Riesling's twin peaks are its intense perfume and its piercing crisp acidity which it manages to retain even at high ripeness levels.

In Germany, Riesling constitutes around 20% of total plantings, yet it is responsible for all its greatest wines. It is planted widely on well-drained, south-facing slate-rich slopes, with the greatest wines coming from the best slopes in the best villages. It produces delicate, racy, nervy and stylish wines that cover a wide spectrum of flavours from steely and bone dry with beautifully scented fruits of apples,apricots, and sometimes peaches, through to the exotically sweet flavours of the great sweet wines.

It is also an important variety in Alsace where it produces slightly earthier, weightier and fuller wines than in Germany. The dry Rieslings can be austere and steely with hints of honey while the Vendages Tardives and Sélection de Grains Nobles are some of the greatest sweet wines in the world.

It is thanks to the New World that Riesling is enjoying a marked renaissance. In Australia the grape has developed a formidable reputation, delivering lime-sherbet fireworks amid the continental climate of Clare Valley an hour's drive north of Adelaide, while Barossa's Eden Valley is cooler still, producing restrained stony lime examples from the elevated granitic landscape; Tasmania is fast becoming their third Riesling mine, combining cool temperatures with high UV levels to deliver stunning prototypes.

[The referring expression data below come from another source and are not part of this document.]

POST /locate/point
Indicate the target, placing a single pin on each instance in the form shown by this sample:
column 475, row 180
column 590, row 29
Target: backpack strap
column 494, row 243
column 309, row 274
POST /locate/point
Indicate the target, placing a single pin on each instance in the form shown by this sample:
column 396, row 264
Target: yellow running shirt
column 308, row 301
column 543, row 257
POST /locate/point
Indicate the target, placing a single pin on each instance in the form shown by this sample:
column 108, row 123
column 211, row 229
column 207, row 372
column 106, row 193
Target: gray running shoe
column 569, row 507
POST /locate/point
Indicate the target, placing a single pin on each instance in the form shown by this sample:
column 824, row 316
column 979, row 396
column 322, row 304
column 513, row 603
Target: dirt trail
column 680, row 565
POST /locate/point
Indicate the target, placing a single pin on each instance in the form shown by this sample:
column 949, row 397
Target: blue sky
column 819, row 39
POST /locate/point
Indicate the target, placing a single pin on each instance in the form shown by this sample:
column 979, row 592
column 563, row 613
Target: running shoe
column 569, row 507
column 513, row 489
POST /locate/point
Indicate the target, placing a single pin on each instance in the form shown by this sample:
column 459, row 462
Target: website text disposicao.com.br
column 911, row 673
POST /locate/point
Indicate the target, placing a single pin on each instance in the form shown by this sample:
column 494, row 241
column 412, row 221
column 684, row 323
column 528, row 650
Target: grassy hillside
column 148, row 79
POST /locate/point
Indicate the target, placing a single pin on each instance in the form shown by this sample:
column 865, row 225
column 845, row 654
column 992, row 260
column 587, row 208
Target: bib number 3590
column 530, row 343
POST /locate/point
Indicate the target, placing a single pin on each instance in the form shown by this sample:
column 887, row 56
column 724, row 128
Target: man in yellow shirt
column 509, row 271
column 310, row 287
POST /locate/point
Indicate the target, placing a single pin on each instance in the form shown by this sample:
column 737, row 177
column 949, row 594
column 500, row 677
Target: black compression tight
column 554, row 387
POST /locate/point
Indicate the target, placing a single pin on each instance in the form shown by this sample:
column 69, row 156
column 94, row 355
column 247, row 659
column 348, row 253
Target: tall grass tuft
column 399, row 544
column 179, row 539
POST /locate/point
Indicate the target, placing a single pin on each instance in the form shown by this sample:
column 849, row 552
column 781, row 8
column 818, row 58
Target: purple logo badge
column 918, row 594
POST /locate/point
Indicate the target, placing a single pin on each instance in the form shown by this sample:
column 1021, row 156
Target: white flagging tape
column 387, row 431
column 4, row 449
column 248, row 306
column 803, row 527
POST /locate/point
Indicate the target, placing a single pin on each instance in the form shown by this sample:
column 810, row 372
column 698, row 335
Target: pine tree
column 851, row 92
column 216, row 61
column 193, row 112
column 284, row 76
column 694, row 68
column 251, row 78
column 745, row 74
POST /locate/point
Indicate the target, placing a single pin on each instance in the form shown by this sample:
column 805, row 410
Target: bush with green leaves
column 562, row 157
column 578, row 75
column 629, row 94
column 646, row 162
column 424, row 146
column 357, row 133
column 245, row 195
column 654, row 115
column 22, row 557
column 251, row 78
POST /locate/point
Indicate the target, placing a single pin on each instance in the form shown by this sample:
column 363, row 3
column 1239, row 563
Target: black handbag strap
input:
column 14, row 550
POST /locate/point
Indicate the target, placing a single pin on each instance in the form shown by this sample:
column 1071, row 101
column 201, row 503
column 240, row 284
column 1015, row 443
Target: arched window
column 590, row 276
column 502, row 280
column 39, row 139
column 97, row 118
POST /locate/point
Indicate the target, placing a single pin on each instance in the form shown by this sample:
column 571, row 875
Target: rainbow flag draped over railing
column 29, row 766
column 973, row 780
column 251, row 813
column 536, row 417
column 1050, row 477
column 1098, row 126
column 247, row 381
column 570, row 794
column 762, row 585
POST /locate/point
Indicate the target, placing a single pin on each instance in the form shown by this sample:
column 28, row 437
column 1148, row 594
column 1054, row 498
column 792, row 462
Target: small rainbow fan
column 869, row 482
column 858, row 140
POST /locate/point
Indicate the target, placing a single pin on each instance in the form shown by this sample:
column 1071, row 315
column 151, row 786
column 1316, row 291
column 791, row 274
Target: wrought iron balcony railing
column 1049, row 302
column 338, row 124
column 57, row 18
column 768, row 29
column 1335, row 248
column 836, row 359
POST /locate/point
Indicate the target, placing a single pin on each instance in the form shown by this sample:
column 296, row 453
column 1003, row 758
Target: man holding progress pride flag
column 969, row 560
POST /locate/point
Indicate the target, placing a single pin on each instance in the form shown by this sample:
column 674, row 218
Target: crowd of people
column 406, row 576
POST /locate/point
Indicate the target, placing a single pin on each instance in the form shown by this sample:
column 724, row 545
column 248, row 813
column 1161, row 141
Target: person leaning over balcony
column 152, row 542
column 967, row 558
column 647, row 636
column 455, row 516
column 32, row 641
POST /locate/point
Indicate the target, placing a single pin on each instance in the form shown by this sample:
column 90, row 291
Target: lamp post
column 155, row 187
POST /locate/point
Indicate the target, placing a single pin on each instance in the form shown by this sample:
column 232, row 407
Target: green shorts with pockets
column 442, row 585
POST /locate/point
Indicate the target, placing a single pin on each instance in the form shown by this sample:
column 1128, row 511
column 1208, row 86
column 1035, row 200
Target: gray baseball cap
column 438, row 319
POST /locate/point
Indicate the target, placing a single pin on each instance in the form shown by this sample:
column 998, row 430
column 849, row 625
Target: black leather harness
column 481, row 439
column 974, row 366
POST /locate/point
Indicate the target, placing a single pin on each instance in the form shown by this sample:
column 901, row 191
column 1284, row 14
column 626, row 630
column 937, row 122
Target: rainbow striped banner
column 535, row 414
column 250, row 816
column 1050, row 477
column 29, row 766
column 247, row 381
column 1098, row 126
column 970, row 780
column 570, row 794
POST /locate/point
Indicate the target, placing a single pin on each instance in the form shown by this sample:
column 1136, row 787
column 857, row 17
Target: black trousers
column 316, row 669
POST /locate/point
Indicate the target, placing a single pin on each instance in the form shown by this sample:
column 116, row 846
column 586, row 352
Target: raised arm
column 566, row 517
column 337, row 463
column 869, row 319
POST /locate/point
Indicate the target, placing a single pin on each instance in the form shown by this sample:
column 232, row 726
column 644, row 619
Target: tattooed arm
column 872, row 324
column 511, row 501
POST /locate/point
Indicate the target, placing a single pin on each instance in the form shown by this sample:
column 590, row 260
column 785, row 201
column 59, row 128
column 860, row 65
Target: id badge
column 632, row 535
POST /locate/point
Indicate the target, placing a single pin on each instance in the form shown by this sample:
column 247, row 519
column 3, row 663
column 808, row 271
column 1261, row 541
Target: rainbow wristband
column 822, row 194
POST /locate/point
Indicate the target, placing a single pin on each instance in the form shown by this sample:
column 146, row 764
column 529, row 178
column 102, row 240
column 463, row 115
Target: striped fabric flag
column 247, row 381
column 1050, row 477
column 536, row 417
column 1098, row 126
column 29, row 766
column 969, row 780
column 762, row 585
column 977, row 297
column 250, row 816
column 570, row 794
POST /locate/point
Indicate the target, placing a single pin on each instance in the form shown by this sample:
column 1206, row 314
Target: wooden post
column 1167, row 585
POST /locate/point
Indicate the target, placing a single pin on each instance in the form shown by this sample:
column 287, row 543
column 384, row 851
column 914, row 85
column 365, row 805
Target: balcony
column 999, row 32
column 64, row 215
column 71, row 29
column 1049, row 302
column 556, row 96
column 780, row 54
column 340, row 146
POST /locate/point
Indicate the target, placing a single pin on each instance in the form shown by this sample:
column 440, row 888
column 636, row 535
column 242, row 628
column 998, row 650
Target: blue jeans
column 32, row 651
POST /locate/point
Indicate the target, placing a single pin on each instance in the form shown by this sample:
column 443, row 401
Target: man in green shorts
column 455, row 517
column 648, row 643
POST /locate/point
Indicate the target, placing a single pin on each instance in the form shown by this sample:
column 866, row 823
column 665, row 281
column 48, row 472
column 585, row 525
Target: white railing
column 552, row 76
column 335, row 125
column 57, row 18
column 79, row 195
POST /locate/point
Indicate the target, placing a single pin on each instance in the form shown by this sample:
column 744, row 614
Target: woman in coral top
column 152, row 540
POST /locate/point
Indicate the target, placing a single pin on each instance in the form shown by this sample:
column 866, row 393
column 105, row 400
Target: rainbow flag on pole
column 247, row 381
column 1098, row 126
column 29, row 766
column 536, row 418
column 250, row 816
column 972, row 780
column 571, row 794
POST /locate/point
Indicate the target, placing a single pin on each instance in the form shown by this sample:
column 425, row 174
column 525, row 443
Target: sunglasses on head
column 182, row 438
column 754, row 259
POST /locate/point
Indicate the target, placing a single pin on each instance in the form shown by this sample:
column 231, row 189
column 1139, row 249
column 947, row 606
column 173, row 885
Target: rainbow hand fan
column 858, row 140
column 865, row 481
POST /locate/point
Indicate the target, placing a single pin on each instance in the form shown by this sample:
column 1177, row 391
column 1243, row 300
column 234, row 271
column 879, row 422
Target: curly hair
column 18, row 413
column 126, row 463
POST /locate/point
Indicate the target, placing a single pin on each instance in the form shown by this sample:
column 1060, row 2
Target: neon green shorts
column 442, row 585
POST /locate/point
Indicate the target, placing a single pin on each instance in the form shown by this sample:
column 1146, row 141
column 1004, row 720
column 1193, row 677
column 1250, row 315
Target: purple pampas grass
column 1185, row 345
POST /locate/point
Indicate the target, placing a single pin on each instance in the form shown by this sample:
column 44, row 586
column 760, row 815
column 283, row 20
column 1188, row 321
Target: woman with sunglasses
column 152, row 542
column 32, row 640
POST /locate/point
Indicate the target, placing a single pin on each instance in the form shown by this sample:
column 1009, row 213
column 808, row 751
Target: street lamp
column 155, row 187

New Zealand shares a similar climate, with Riesling and Pinot Gris neck to neck in their bid to be the next big thing after Sauvignon Blanc; perfectly suited is the South Island's Central Otago, with its granitic soils and continental climate, and the pebbly Brightwater area near Nelson. While Australia's Rieslings tend to be full-bodied & dry, the Kiwis are more inclined to be lighter bodied, more ethereal and sometimes off-dry; Alsace plays Mosel if you like.